John Maguire

Personal information
- Full name: John Francis Maguire
- Born: 16 September 1944 Sydney, New South Wales, Australia
- Died: 6 July 2022 (aged 77)

Playing information
- Position: Prop, Second-row
Club
| Years | Team | Pld | T | G | FG | P |
| 1966 | St. George | 10 | 0 | 0 | 0 | 0 |
| 1968–75 | Cronulla-Sutherland | 137 | 20 | 0 | 0 | 60 |
| 1977 | Parramatta | 5 | 0 | 0 | 0 | 0 |
|  | Total | 152 | 20 | 0 | 0 | 60 |
- Source: As of 12 April 2019

= John Maguire (rugby league) =

Australian rugby league footballer and coach

John Maguire Was an Australian former rugby league footballer who played in the 1960s and 1970s. He played for Cronulla-Sutherland, Parramatta and St George in the New South Wales Rugby League (NSWRL) competition. Subsequent to his career in football he became a teacher and principal.

==Background==

Maguire grew up in the Cronulla region and played for the Presidents Cup team before he was graded by St George as at the time Cronulla did not have a side competing in the NSWRL competition.

==Playing career==
Maguire made his first grade debut for St George in 1966. Maguire was not part of the grand final winning team which defeated Balmain to win their 11th straight premiership. In 1968, Maguire signed with Cronulla-Sutherland. In 1973, Cronulla reached their first ever grand final against Manly-Warringah. Maguire played in the grand final which is often remembered as one of the most brutal grand finals due to the solid defense of both teams. Manly would go on to defeat Cronulla 10-7 in front of 52,044 at the Sydney Cricket Ground.
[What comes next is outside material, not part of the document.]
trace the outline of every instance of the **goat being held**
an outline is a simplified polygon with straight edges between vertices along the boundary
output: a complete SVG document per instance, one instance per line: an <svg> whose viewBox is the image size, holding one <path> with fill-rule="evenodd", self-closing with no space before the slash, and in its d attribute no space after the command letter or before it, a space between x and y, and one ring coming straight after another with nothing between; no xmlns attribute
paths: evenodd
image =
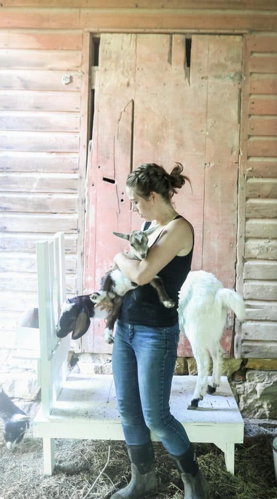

In the following seasons, Cronulla fell back down the ladder after the grand final defeat and Maguire left the club at the end of 1975. In 1976, Maguire became captain-coach of Corrimal who played in the Illawarra competition. In 1977, Maguire signed with Parramatta and mainly played for the reserve grade side. Maguire was part of the Parramatta side which won the reserve grade grand final that year.